The Delta variant was the main reason people chose to get the Covid-19 vaccine this summer, and why most say they were, according to the Kaiser Family Foundation’s latest monthly vaccination cessation survey, published on Released Tuesday morning, boosters can be obtained if they are eligible. However, the survey found that nearly three-quarters of unvaccinated Americans see boosters very differently, saying the need for them shows the vaccines aren’t working.
This gap suggests that while it can be relatively easy to convince vaccinated people to line up for an extra vaccination, the need for boosters can complicate efforts by health officials to convince the remaining unvaccinated people to get their first vaccination obtain.
Another excerpt from the Kaiser Family Foundation survey: For all of the carrots that dangled to get reluctant people to get Covid vaccinations – cash, donuts, racetrack privileges – there is more credit for the recent surge in vaccinations. Almost 40 percent of newly vaccinated people said they had looked for the vaccines because of the increase in Covid cases, more than a third said they were alarmed by the overcrowding of local hospitals and rising death rates.
“When a theoretical threat becomes a clear and present threat, people are more likely to act to protect themselves and their loved ones,” said Drew Altman, executive director of the Kaiser Family Foundation.
The nationwide representative survey of 1,519 people was conducted September 13-22 – at a time of rising Covid deaths but before the government approved boosters for the millions of high-risk people who had received the Pfizer BioNTech injection, including the 65 and over and adults of all ages whose job puts them at high risk of infection.

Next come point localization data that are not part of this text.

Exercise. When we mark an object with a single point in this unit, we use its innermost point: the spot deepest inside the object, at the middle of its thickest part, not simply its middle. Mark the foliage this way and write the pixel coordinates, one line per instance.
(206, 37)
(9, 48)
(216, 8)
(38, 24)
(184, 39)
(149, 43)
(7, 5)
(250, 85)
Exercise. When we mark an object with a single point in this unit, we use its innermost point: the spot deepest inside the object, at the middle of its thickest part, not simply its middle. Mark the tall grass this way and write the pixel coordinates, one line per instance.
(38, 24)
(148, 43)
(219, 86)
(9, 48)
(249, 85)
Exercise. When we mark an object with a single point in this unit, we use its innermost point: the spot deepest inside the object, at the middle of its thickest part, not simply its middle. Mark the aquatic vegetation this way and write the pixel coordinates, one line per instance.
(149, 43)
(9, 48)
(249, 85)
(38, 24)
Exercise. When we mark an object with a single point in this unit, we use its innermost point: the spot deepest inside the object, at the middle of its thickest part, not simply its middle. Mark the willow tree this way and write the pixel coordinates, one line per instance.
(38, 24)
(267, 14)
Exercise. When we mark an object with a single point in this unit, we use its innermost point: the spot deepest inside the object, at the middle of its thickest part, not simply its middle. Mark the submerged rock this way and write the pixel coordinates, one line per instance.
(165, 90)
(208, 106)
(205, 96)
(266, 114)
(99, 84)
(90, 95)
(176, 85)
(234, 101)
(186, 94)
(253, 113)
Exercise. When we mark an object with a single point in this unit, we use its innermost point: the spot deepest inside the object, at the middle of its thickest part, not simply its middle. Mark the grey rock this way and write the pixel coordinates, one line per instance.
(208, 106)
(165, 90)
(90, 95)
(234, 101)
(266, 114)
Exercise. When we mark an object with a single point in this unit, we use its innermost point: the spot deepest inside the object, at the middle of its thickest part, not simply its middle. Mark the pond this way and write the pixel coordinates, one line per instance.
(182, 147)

Sweeteners played some role in getting shot in the arms. A third of respondents said they had vaccinated in order to travel or to attend events that required the vaccination.
Two reasons that were often cited as important in motivating those hesitant to get a vaccine – employer mandates (about 20 percent) and full federal approval for the Pfizer BioNTech vaccine (15 percent) – had less of an impact.
72 percent of adults in the survey said they were at least partially vaccinated, up from 67 percent at the end of July. The latest numbers from the Centers for Disease Control and Prevention are even higher, reporting that 77 percent of the adult population in the United States have received at least one injection. The biggest change this month was in vaccination rates for Latinos, up from 12 percentage points since late July to 73 percent in the number of Latino adults who received at least one vaccination.
As the racial vaccination gap narrowed, the political divide has grown by far widest: 90 percent of Democrats say they received at least one dose, compared with 58 percent of Republicans.
About eight in ten adults said they believed Covid is now an integral part of the health landscape, possibly due to pandemic fatigue. Only 14 percent said they thought “it is largely eliminated in the US, like polio”.